Now, lets pick one embedding from the 1024 plotted above & visualize the same for all the chips.

fig, axs = plt.subplots(6, 8, figsize=(20, 14))
embed_dim = 61  # pick any embedding dimension

for i in range(0, 6, 2):
    for j in range(8):
        idx = (i // 2) * 8 + j
        axs[i][j].imshow(batch_naip_pixels[idx, :3, ...].transpose(1, 2, 0))
        axs[i][j].set_axis_off()
        axs[i][j].set_title(f"Image {idx}")
        embed = unmsk_embed[idx]
        axs[i + 1][j].imshow(embed[embed_dim], cmap="gray")
        axs[i + 1][j].set_axis_off()
        axs[i + 1][j].set_title(f"Embed {idx}")
../_images/6c17609bfa50f9913494c428e74cdc2c4405b9a168135d14309575b3e5289e2c.png

VISUALIZE EMBEDDINGS of S2#

We will repeat the same set of steps for Sentinel 2 now.

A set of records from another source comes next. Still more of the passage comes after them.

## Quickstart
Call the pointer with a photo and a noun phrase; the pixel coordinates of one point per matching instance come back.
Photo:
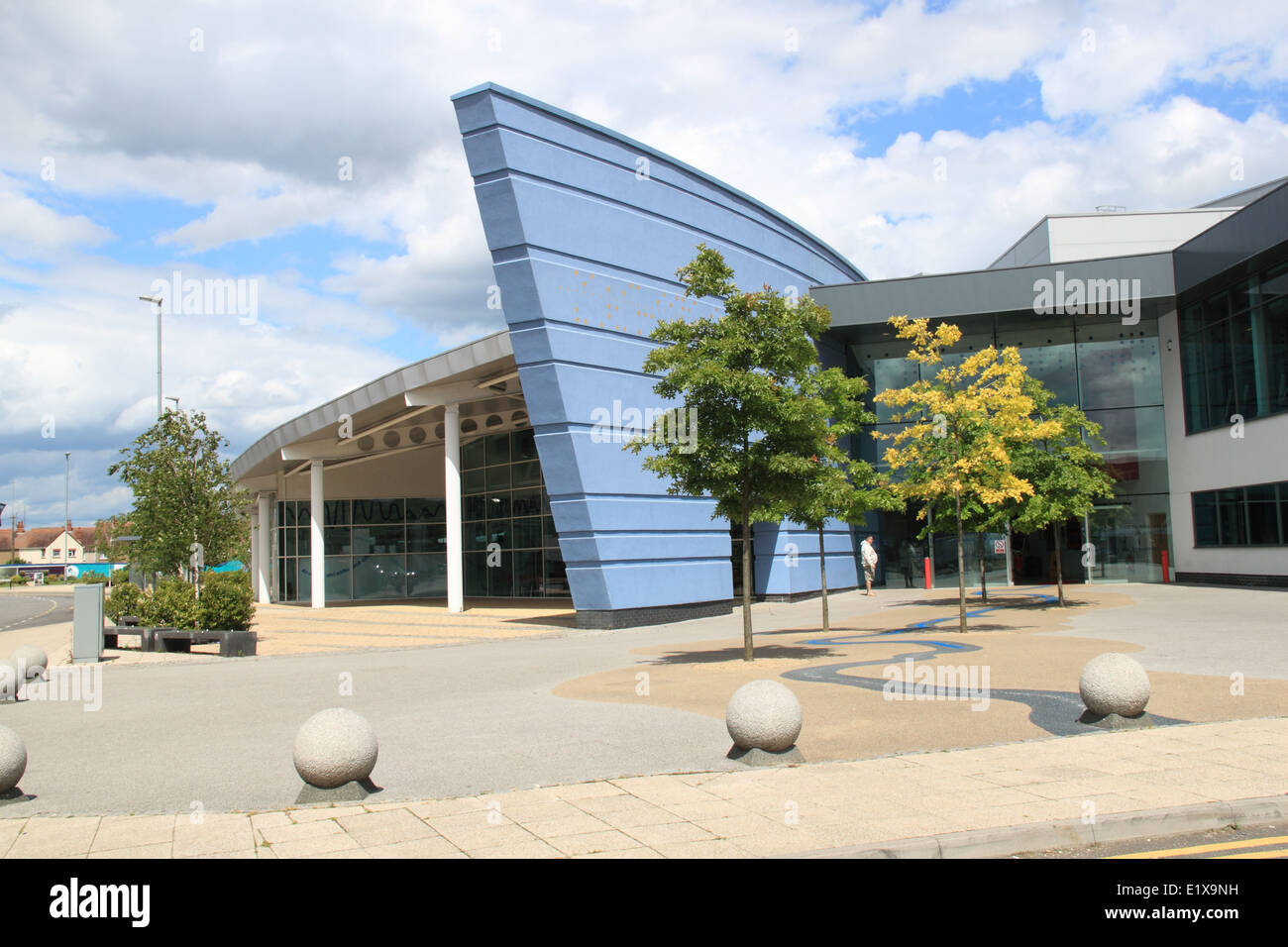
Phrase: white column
(452, 500)
(317, 554)
(262, 544)
(254, 554)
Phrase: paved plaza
(516, 735)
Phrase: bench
(179, 641)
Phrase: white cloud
(248, 136)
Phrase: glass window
(475, 508)
(1136, 449)
(476, 574)
(336, 540)
(426, 538)
(426, 510)
(303, 579)
(527, 474)
(523, 445)
(378, 539)
(339, 578)
(1234, 352)
(498, 476)
(498, 532)
(528, 575)
(475, 536)
(526, 502)
(497, 449)
(1254, 515)
(1231, 518)
(1262, 515)
(1205, 519)
(473, 454)
(500, 579)
(527, 534)
(498, 505)
(335, 513)
(1119, 372)
(376, 512)
(378, 577)
(557, 577)
(426, 577)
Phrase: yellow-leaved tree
(962, 421)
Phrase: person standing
(870, 564)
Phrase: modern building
(1170, 330)
(497, 470)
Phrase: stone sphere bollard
(335, 746)
(1115, 684)
(31, 659)
(11, 681)
(764, 715)
(13, 759)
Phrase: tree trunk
(961, 567)
(822, 577)
(1059, 562)
(983, 579)
(747, 648)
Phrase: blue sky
(143, 138)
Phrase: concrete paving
(459, 722)
(1198, 629)
(991, 800)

s2_mean = list(dm.metadata["sentinel-2-l2a"].bands.mean.values())
s2_std = list(dm.metadata["sentinel-2-l2a"].bands.std.values())

batch_s2_pixels = batch_s2["pixels"].detach().cpu().numpy()
batch_s2_pixels = denormalize_images(batch_s2_pixels, s2_mean, s2_std)
fig, axs = plt.subplots(3, 8, figsize=(20, 8))

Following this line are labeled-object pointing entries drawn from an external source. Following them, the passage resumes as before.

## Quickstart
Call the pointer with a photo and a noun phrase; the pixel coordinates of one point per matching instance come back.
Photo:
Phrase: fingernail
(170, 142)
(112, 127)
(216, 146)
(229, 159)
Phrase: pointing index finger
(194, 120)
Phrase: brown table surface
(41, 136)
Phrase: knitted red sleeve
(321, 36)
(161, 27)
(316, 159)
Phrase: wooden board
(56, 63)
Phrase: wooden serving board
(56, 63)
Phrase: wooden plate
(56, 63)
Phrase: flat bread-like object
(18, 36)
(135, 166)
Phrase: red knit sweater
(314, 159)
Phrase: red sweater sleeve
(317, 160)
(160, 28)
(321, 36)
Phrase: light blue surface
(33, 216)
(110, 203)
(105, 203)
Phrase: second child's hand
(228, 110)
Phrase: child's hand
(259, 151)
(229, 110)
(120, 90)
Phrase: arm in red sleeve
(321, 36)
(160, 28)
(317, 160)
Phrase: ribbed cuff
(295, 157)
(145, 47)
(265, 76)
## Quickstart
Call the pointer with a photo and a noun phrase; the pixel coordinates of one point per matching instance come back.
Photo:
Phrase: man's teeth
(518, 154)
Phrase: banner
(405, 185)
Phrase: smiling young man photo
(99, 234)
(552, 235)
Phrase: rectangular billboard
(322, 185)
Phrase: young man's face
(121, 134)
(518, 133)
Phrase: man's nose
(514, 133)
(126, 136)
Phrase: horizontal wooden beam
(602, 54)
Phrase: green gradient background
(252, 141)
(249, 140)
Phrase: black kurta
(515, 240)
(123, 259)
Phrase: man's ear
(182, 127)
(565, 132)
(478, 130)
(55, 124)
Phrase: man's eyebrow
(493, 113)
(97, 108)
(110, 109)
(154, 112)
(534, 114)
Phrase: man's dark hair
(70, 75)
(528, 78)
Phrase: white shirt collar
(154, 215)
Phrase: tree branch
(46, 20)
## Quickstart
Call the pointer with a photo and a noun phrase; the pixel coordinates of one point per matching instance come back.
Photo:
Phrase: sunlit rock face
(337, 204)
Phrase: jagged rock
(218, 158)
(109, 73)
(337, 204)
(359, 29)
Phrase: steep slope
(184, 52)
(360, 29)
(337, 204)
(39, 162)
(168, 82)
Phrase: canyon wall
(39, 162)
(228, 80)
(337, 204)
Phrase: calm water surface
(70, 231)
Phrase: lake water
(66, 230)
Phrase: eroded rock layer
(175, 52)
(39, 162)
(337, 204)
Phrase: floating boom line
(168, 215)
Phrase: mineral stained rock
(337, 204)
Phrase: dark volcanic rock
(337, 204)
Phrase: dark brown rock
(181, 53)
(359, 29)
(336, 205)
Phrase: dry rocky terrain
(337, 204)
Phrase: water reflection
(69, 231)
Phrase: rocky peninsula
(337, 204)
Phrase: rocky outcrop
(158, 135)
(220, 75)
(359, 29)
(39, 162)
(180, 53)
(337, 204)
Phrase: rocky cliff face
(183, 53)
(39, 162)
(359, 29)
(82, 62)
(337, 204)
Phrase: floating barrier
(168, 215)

for idx, ax in enumerate(axs.flatten()):
    ax.imshow(
        np.clip(batch_s2_pixels[idx, [2, 1, 0], ...].transpose(1, 2, 0) / 2000, 0, 1)
    )
    ax.set_axis_off()
    ax.set_title(idx)
../_images/32a5fdc58c9880b9d7a804ff6e7f05f837b84316dd68f51c366fba9d97daf044.png
unmsk_embed_s2 = rearrange(
    unmsk_patch_s2[:, 1:, :].detach().cpu().numpy(), "b (h w) d-> b d h w", h=32, w=32
)
embed_s2 = unmsk_embed_s2[2]
fig, axs = plt.subplots(16, 16, figsize=(20, 20))

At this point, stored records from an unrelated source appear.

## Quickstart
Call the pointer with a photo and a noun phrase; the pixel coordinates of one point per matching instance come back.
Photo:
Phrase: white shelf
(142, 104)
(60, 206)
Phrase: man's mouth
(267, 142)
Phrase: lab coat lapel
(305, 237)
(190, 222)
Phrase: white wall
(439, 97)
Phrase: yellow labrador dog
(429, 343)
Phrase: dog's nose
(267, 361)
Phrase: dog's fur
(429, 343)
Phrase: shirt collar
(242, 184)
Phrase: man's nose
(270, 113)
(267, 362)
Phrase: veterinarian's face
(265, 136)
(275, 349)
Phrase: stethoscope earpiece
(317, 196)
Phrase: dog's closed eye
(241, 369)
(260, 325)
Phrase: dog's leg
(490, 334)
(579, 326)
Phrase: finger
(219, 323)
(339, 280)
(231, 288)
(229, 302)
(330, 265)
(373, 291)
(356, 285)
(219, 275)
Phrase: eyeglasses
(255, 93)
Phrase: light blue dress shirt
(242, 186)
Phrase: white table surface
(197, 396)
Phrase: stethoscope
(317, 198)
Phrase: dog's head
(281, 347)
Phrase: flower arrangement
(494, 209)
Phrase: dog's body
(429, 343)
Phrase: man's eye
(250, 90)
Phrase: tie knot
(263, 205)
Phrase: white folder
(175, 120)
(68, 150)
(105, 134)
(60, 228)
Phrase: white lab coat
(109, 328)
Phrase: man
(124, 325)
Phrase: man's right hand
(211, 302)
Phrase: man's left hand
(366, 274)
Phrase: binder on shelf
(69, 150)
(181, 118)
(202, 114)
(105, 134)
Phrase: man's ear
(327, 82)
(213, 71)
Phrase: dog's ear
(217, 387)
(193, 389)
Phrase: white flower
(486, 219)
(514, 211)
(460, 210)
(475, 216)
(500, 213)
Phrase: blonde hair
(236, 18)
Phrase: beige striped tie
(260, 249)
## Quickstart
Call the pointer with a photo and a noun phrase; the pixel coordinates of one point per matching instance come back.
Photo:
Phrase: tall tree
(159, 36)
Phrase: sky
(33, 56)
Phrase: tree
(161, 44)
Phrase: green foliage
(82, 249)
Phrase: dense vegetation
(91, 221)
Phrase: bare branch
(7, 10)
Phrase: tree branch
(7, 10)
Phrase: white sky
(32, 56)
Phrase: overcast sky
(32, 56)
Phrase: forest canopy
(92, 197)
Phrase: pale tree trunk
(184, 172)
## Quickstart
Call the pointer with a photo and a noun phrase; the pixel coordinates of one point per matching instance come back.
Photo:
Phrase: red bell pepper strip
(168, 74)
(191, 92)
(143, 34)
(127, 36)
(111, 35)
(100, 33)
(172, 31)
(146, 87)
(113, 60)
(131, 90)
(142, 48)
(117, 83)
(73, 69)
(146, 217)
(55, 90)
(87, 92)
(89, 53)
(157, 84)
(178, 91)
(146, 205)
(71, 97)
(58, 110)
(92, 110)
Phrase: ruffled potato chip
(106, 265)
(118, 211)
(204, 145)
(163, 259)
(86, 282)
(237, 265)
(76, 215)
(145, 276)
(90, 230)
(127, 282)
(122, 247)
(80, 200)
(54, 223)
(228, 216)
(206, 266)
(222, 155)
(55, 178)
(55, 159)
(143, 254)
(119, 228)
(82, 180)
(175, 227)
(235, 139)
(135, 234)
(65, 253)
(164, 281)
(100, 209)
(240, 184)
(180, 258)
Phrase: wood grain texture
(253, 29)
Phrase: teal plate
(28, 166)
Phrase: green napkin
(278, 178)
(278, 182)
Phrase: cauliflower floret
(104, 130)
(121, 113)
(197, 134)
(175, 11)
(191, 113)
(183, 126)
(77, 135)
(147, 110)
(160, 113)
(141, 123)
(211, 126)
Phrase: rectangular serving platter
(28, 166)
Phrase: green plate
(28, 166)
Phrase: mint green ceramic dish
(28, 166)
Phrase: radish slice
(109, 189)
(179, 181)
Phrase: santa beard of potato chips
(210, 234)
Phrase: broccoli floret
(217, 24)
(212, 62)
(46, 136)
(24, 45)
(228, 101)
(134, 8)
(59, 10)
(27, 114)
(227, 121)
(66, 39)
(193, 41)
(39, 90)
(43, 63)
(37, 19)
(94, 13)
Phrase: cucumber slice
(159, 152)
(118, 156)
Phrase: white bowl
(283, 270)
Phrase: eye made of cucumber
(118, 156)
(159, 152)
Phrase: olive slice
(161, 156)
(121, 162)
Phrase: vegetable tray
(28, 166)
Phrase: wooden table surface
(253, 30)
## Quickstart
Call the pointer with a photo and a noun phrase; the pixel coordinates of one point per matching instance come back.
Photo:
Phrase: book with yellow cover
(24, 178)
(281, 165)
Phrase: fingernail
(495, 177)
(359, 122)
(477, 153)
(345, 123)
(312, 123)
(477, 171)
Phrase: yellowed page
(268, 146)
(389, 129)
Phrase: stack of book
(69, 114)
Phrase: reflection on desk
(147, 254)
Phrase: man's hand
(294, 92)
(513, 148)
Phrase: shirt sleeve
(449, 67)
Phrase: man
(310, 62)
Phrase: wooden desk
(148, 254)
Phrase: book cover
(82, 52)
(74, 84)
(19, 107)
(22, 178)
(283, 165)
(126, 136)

for idx, ax in enumerate(axs.flatten()):
    ax.imshow(embed_s2[idx], cmap="bwr")
    ax.set_axis_off()
    ax.set_title(idx)
plt.tight_layout()
../_images/1f52402ac203f2add3ad890cd03629f1ad72b304848ea6fcdabafb4ecf929c72.png
fig, axs = plt.subplots(6, 8, figsize=(20, 14))
embed_dim = 61

for i in range(0, 6, 2):
    for j in range(8):
        idx = (i // 2) * 8 + j
        axs[i][j].imshow(
            np.clip(
                batch_s2_pixels[idx, [2, 1, 0], ...].transpose(1, 2, 0) / 2000, 0, 1
            )
        )
        axs[i][j].set_axis_off()
        axs[i][j].set_title(f"Image {idx}")
        embed_s2 = unmsk_embed_s2[idx]
        axs[i + 1][j].imshow(embed_s2[embed_dim], cmap="gray")
        axs[i + 1][j].set_axis_off()
        axs[i + 1][j].set_title(f"Embed {idx}")
../_images/3c8f5da2a8e3008ee8b658a7546761a8fef880b3ed459fd17b60e94e42df8fb0.png

Next steps#

  • Visualize embeddings for other sensors that the model is trained on i.e Landsat, Sentinel-1, LINZ

  • Visualize embeddings for sensors that the model has not seen during training. As the model has seen imagery from 0.5cm to 30m resolution, feel free to pick a sensor that falls in or around this range. We will add support for other sensors in later release.

  • Pick embeddings that seem to solve your tasks & try doing segmentation or detection using classical computer vision (will be a fun exercise).